Since Puppycide Database Project has began publishing information related to the killing of Mark Reedy's dog Kilo by Delaware State Police and what appears to be a warrantless search of Reedy's home conducted by Smyrna Police, our volunteers have been receiving anonymous requests from individuals claiming to be affiliated with the Smyrna Police Department demanding that we remove content mentioning the Smyrna Police Department.

Smyrna Police Department Puppycide Database Project takedown

In this message above, which was forwarded anonymously to our Facebook page, a user claiming to represent the Smyrna Police Department ("Remove the reference of us") claims that "Smyrna Police Department was not involved with the search warrant and the subsequent killing of the dog on Nov 20th". We received a nearly identical anonymous message on our website the same day we posted our first article on this topic.

Smyrna Police would later admit that they entered Mark Reedy's home on Nov 19th to conduct what appears to be a warrantless search.

Smyrna Police Department Puppycide Database Project Mark Reedy warrantless search

Despite the fact that the Puppycide Database Project now publishes thousands of records involving police departments from around the country, it is rare for us to receive requests for us to remove or change content from police - or from those contacting us anonymously claiming to be police. Since we began publishing ~18 months ago, we have received two requests to modify content and one complaint about our characterization of an event from police officers, departments or those claiming to be an officer or department (not including Smyrna PD). We issued a correction in one of these cases - a typo that switched Baltimore and Boston. We did not act based on the other complaints because they did not meet the guidelines for record removals listed in our FAQ. For the same reason, we will not respond to the anonymous entreaties for us to remove any mention of the Smyrna Police Department. From our FAQ:

"Absolutely no anonymous requests for edits that are not based on factual corrections will be considered."


"We receive a variety of requests for database edits, removals and correction from police officers and police departments.

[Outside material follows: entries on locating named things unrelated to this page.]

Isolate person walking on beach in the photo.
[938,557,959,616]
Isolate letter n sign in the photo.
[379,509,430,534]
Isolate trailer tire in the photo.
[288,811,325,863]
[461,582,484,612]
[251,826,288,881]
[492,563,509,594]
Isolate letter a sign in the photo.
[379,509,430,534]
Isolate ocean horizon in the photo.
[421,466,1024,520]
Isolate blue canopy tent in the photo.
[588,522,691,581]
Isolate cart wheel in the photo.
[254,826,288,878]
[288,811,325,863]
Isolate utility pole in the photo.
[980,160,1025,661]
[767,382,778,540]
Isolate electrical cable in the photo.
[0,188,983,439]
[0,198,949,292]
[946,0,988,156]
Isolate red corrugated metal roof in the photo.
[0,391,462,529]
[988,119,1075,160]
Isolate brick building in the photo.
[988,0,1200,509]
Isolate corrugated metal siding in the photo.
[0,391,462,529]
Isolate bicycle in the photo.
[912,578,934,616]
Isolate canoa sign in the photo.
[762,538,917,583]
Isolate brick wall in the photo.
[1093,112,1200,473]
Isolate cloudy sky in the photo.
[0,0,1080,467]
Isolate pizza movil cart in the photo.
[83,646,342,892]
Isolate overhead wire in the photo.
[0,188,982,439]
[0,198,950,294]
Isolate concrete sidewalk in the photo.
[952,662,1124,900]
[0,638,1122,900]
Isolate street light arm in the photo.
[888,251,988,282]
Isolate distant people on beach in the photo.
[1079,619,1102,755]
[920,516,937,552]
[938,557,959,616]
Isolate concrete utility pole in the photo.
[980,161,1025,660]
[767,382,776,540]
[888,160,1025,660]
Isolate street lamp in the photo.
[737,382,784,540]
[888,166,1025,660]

All such requests will be reviewed, provided that the requester has verified their identity and/or employment with the relevant police department."

It is unclear who is responsible for these messages or if they are related to the disparaging comments left on our Facebook posts related to the Smyrna DE Police Department that appear to have been left by an account expressly for the purpose of leaving those messages. The account in question, which is registered to Moses Mabrey, appears to have been created on November 28th, the same day that the Smyrna Police Department confirmed their warrantless entry into Mark Reedy's home in response to questions from the Puppycide Database Project.

Unlike most Facebook accounts, Moses Mabrey has no friends on Facebook and has not provided any information on his work or family. The only information provided by Mabrey is the picture of a dog which was uploaded as his original profile picture, and the "Like" of a group called "Cop Block Exposed" which bills itself as a "Pro-Law Enforcement and Pro-Accountability Community".


Moses Hate Police Page

Strangely, Moses' only interest, other than "Pro-Law Enforcement" activism, is what the Puppycide Database Project has to say about Smyrna Police Department.

The creation of fake website accounts that are used to artificially bolster a specific point of view is common on the internet. A term for the practice - "Sockpuppet" - was coined on Wikipedia by that website's volunteers as they worked to identify, stigmatize and limit the practice. The creation of Sockpuppet accounts is a violation of Facebook's Community Standards.

If, for any reason, you would like the Puppycide Database Project to make a correction or feel that we have gotten something wrong, it is important that you provide us with a means of replying to you directly, such as an email address or a phone number. We are happy to issue corrections, but it is unlikely that we will issue a correction without asking at least a few basic questions.

The Puppycide Database Project is a research organization. We are interested in finding and publicizing the truth; we are also interested in what everyone involved in the killing of a dog by law enforcement has to say. Even in circumstances where we determine that a retraction is not appropriate, the odds are excellent that we will publish and include in our database a statement in its entirety.

On the other hand, sending us scary messages, hatemail or saying nasty things about the Project and its volunteers on the internet might make you feel better, but will not influence either our editorial or research decisions.